A facile and simple approach for the covalent functionalization of surfactant wrapped graphene sheets is described. The approach involves functionalization of dispersible graphene sheets with various alkylazides and 11-azidoundecanoic acid proved the best azide for enhanced dispersibility. The functionalization was confirmed by infrared spectroscopy and scanning tunneling microscopy. The free carboxylic acid groups can bind to gold nanoparticles, which were introduced as markers for the reactive sites. The interaction between gold nanoparticles and the graphene sheets was followed by UV-vis spectroscopy. The gold nanoparticle-graphene composite was characterized by transmission electron microscopy and atomic force microscopy, demonstrating the uniform distribution of gold nanoparticles all over the surface. Our results open the possibility to control the functionalization on graphene in the construction of composite nanomaterials.     

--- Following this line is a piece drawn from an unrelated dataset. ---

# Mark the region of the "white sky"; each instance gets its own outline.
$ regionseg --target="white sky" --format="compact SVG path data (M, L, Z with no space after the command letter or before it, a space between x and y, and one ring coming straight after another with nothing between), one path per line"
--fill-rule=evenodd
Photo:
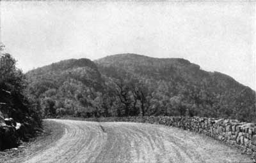
M255 2L0 3L1 41L25 72L134 53L184 58L255 90Z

Cationic surfactant mediated exfoliation of graphite into graphene flakes

A simple and effective method for the preparation of a few layered graphene nanoflakes directly from graphite has been successfully demonstrated. Mild ultrasonication of highly ordered pyrolytic graphite, in presence of a cationic surfactant cetyltrimethylammonium bromide and acetic acid yielded graphene nanoflakes, which formed a stable colloidal suspension in organic solvent such as N,N-dimethyl formamide. Scanning and transmission electron microscopic analyses showed that the dispersed phase consist of mainly few layered graphene nanoflakes. Average thickness of the flakes was found to be ∼1.18 nm. Energy dispersive X-ray analysis indicated the absence of graphene oxide. Field emission measurements for the nanoflakes showed a turn on voltage of 7.5 V/μm and emission current densities of 0.15 mA/cm².     

Flexible conductive graphene/poly(vinyl chloride) composite thin films with high mechanical strength and thermal stability

The fabrication and characterization of ultrathin composite films of surfactant-wrapped graphene nanoflakes and poly(vinyl chloride) is described. Free-standing composite thin films were prepared by a simple solution blending, drop casting and annealing route. A significant enhancement in the mechanical properties of pure poly(vinyl chloride) films was obtained with a 2 wt.% loading of graphene, such as a 58% increase in Young’s modulus and an almost 130% improvement of tensile strength. Thermal analysis of the composite films showed an increase in the glass transition temperature of the polymer, which confirms their enhanced thermal stability. The composite films had very low percolation threshold of 0.6 vol.% and showed a maximum electrical conductivity of 0.058 S/cm at 6.47 vol.% of the graphene loading.